Some aspects of the new rules mean that it is possible that pensions could be taxed at 87%, according to the MailOnline. If your total assets exceed £2million, you start to lose what is known as a residential nil-rate band (NRB) – the amount of an estate which can be passed on to beneficiaries free from inheritance tax after someone’s death. Under current regulations, up to £325,000 can be passed on with no inheritance tax due, but anything over can potentially face 40% tax.
The NRB is reduced by £1 for every £2 that your estate exceeds £2million. You could therefore lose your allowance if your estate is worth more than £2.35million.
This would be £2.7million for couples, as the NRB is transferable between spouses and civil partners.
But, under Rachel Reeves’ new regulations, if a couple had a family home worth £2million and a pension pot of £700,000, their taxable estate would be £2.7million, with pension included.
The NRB would shrink, and they would only have one of £650,000 to cut their bill.
Experts conclude that this couple’s loved ones would receive just £1.88million in the end.

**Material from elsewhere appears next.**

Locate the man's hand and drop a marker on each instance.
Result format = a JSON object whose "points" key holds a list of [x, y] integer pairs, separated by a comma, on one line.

But it gets worse, as if you die when aged older than 75, beneficiaries must fork out for income tax at their marginal tax rate when withdrawing from the pension.
This would be 20% for basic rate taxpayers. Although, for additional rate taxpayers, this could be 45%.
Ultimately, beneficiaries could only be able to access 13% of the pension left to them.
Jonathan Halberda, a financial adviser at Wesleyan Financial Services, has advised giving gifts of money or assets to loved ones is the “most straightforward” way to reduce your tax bill.
£3,000 can be given away each tax year without worrying about the inheritance levy.
You can also give away bigger cash gifts, but you would need to live at least seven years after doing this. If not, your main inheritance tax allowance would be reduced.
In October, the government said it is “removing the opportunity for individuals to use pensions as a vehicle for inheritance tax planning by bringing unspent pots into the scope of inheritance tax from April 2027, which will affect around 8% of estates each year”.
It added: “This will restore the principle that pensions should not be a vehicle for the accumulation of capital sums for the purposes of inheritance, as was the case prior to the 2015 pensions reforms.”